The problem with traditional sourdough baking method is that it requires you to do several undesirable things:
- Daily or almost daily feeding of your sourdough starter. This entails removing half of the starter and replacing it with the equivalent volume of flour and water. This doesn't take up a lot of time, but it's still a daily commitment. What if you have to travel? What if you get sick? What if you're just too busy? What if you forget?
- What do you do with half of the starter you removed? If you're not going to bake that day, then you must throw away the starter. This is wasteful and also just sad. You worked hard to get your starter nice and active and now you're just going to throw it away? Okay, if it makes you feel better, you can chuck the starter into your compost. That is, if you compost. (I do, and even then it still doesn't feel right to me).

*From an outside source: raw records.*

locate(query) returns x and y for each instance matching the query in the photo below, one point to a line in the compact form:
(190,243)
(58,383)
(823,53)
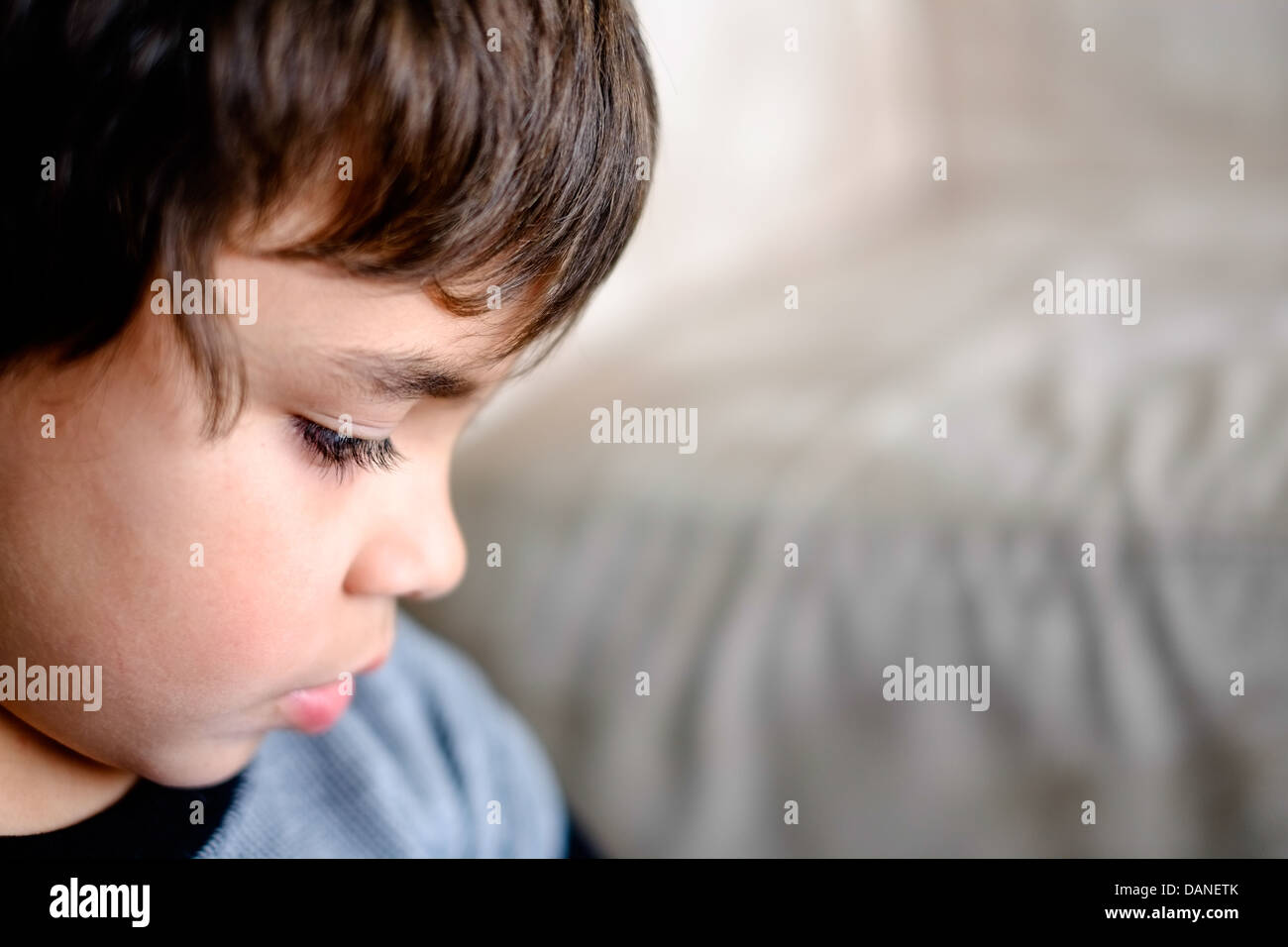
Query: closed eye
(343,454)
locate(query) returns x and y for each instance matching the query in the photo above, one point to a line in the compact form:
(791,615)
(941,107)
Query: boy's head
(219,504)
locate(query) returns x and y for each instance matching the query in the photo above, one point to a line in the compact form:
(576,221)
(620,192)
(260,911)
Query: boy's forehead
(327,321)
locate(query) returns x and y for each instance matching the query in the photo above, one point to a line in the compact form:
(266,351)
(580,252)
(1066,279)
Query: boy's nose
(420,558)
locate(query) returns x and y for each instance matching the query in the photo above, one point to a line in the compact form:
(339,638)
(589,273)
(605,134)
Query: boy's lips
(316,709)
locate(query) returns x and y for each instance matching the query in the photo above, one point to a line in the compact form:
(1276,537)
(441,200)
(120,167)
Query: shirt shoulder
(429,761)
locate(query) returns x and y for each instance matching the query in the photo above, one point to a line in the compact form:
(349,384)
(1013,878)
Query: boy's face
(299,567)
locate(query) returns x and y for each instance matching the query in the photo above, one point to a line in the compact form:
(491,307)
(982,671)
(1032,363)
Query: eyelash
(346,454)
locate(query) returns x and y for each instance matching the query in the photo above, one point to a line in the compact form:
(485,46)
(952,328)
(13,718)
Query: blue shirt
(428,761)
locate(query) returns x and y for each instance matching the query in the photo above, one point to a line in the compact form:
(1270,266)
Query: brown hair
(472,166)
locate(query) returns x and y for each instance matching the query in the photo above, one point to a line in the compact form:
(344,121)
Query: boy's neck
(46,787)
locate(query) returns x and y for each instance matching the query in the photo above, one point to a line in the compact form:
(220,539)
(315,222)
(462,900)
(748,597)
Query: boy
(266,260)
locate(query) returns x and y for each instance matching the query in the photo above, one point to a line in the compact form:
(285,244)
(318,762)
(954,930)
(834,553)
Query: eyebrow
(403,376)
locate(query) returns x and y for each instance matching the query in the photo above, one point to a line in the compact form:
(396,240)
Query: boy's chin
(201,766)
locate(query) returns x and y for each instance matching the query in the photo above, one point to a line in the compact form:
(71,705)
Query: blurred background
(812,169)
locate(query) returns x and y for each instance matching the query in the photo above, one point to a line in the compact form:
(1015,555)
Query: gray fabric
(408,771)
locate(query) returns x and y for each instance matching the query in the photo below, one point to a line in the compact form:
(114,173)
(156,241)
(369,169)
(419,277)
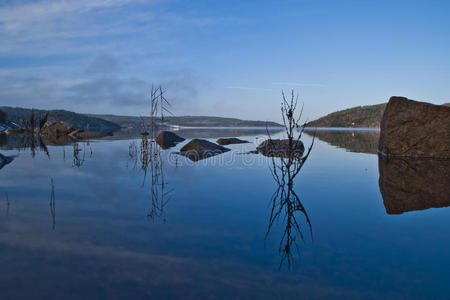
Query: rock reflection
(413,184)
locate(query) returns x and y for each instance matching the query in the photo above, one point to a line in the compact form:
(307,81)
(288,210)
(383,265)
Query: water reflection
(286,207)
(5,160)
(53,205)
(7,204)
(150,158)
(413,184)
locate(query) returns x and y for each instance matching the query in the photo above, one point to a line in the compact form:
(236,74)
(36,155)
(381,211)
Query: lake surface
(99,233)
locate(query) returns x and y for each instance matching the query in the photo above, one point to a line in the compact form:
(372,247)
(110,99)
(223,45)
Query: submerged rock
(413,184)
(56,130)
(280,148)
(198,149)
(4,160)
(229,141)
(168,139)
(415,129)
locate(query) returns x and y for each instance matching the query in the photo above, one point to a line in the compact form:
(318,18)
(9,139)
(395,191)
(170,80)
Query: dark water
(99,234)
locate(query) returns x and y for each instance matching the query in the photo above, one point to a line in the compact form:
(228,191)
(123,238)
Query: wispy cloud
(299,84)
(250,88)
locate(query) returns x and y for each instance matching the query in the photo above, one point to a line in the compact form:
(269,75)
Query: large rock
(229,141)
(414,184)
(167,139)
(281,148)
(415,129)
(198,149)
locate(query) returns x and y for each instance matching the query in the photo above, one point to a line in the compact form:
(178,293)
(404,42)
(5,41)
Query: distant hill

- You really don't want to throw away all that starter? Then bake. And bake often. This is all well and good if you have a large family and if they like to eat bread. If neither of these applies to you, then you're out of luck.
Introducing: The Sourdough Whisperer's Method
I thought I had to give up sourdough baking ... until I discovered the 'sourdough whisperer's method' of sourdough baking. I'm referring to Elaine Boddy, a self-taught sourdough baker and author of three books on sourdough baking (I have them all!). Elaine's method changed my baking life forever.
Why Is This the Best Method for Baking Sourdough?
I consider this the best method for sourdough bread baking because it eliminates all the pain points I mentioned above:
- You don't have to feed your starter daily. You only feed the starter when you want to bake.
- You don't have to throw away any starter. You maintain a small amount of starter in your fridge, about a half cup. Before baking, you add the amount of flour and water you need (by weight) to make the amount of starter the recipe calls for. For example, if the recipe requires 100 g of starter, then you stir 50 g of flour and 50 g of water into your starter. Then you remove the 100 g you need for the recipe. This means you're left with the original amount of starter you had (you can add a little extra, if you wish, to account for tiny bits that are 'lost' on the bowl and measuring cups etc.).
In addition, Elaine's method is easier than traditional sourdough baking on two more counts:
- It requires no kneading. Instead, you do a series of 'pulls and folds' at regular intervals. You let time do the work of developing gluten strands. Plus, you do the pulls and folds right in the bowl where you mixed the dough. There's no need to move the dough to your countertop. The pulls and folds are similar to the French kneading technique, but much easier.
- For most of the recipes, you don't have to preheat the oven. This is a big relief if you're like me and you never know when to switch on the oven so that it and the dough are ready at the same time. So you turn on the oven way earlier than you think you'll be baking to make sure it's preheated when the dough is ready, which means wasting a lot of either gas or electricity. Not ideal at all! Elaine has figured out a way of baking the sourdough bread in a cold oven. That's right, you switch the oven on when you place the dough inside. I wasn't sure it would work, but it does and I've never looked back! Of course, the option to preheat the oven is always there, if that's what you prefer.
This is what a set of 'pulls and folds' looks like:
What equipment do I need to bake sourdough?
You don't need a lot of equipment and tools to bake sourdough bread successfully. Most of the items below are optional. Or you could easily substitute something you already have.
Recommended Resources
Dutch oven
A Dutch oven is the ideal vessel to bake sourdough bread in! It gives your bread a nice oven spring, crusty exterior, and crunchy bottom. Great for cooking other dishes, too! This is optional, though. In Easy Everyday Sourdough, Elaine shows you how to bake sourdough bread in the cake pans you already have.
Pullman loaf pan
Bake your sourdough bread in a Pullman loaf pan if you want perfectly square slices. Great for sandwiches! (Elaine's books, Easy Everyday Sourdough and The Sourdough Whisperer, include recipes specifically for a Pullman loaf pan.
Here's a sourdough bread I baked in a Pullman loaf pan:
The Bottom Line:
If you want to succeed at sourdough baking, then try Elaine Boddy's method, which I've found to be the easiest, most practical approach to sourdough baking. With her books and a few pieces of equipment, you'll be baking delicious and nutritious sourdough bread in no time!